James Patterson, together with a cadre of co-writers, consistently produces more than 10 books a year. Forbes estimates that Patterson made $90 million this year alone.

The daily lowdown on books, publishing, and the occasional author behaving badly.

Less than 10 months from the day James Patterson swore a million-dollar promise, he has kept his word. The best-selling novelist announced he has donated about $437,000 to 81 independent bookstores — a gift that completes his plan to donate $1 million of his own money to support independent booksellers.

When he first declared that plan in February, he spoke with NPR's Renee Montagne about his motivations.

"We're in a juncture right now where bookstores as we have known them are at risk," he said. "Libraries as we've known them are at risk, publishers are at risk, American literature is at risk, as we've known it, and getting kids reading is at risk."

The recent gift marked the third phase of his campaign, and it brings the sum of his donations several thousand past his goal. To date this year, Patterson has donated $1,008,300 to 178 bookstores across the U.S, with no strings attached. Publishers Weekly offers a list of the indies included in the third round, and the School Library Journal details how one of them plans to use the funds.

Patterson himself struck a much more positive note in a statement to the press than in his early interview with NPR.

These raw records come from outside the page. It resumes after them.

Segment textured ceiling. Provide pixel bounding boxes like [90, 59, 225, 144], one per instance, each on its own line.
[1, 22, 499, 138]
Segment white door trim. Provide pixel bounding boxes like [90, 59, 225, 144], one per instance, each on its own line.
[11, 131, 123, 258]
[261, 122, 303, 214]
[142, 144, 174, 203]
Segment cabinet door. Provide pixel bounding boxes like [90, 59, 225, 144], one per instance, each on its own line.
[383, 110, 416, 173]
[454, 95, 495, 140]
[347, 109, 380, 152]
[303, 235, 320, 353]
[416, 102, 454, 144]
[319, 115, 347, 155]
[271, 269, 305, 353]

"Here's to more parents and grandparents coming to their senses and giving their kids books —yes, books — for Christmas and other holidays," he said. "Here's to local governments waking up to the fact that bookstores and libraries are essential to our way of life. Here's to media coverage of books, booksellers, and publishers, and to a wiser, more literate America. Happy holidays to one and all!"

Blume's Back: Judy Blume is set to publish her first novel for adults since 1998. The beloved children's book author has set a June 2 release date for the book, In the Unlikely Event. People magazine offers a few preliminary notes on the plot: It'll be set in Blume's native New Jersey of the 1950s, hewing closely to real-life airplane crashes in the area at the time.

Kids' Lit To The Rescue: The Association of American Publishers has tallied book sales for the first three quarters of 2014, and the numbers are likely to leave publishers smiling. GalleyCat reports that through September, total net revenue is up by 4.9 percent compared to the same period last year. The modest gains are driven in large part by a 22.4 percent surge from children's and young adult literature.

Teens Prefer Print: As long as we're on the topic of numbers, here's another interesting one: In a recent study from Nielsen, about 20 percent of teens aged 13 to 17 reported they would buy e-books — a number that lags significantly behind the other age groups in the poll.

The Nielsen blog offers the gloss: "While younger readers are open to e-books as a format, teens continue to express a preference for print that may seem to be at odds with their perceived digital know-how."

Merriam-Webster Gets Cultured: In picking its word of the year, Merriam-Webster dispensed with the hot-blooded newcomers and went with a classic instead: "culture." The dictionary picked the word for its sharp increase in usage — lookups have risen 15 percent over last year, according to The Associated Press — and that rise could have something to do with its sheer versatility (or its ambiguity).

Peter Sokolowski, editor-at-large for the dictionary, told the AP that the word is like a "chameleon," explaining, "When you put it next to another word it means something very different."

Whatever its meaning may be, "culture" has company. Oxford Dictionaries has picked "vape" for the word of the year; Collins English Dictionary selected "photobomb"; Chambers Dictionary got "overshare" and went with "exposure." These, folks, are the defining words of our year.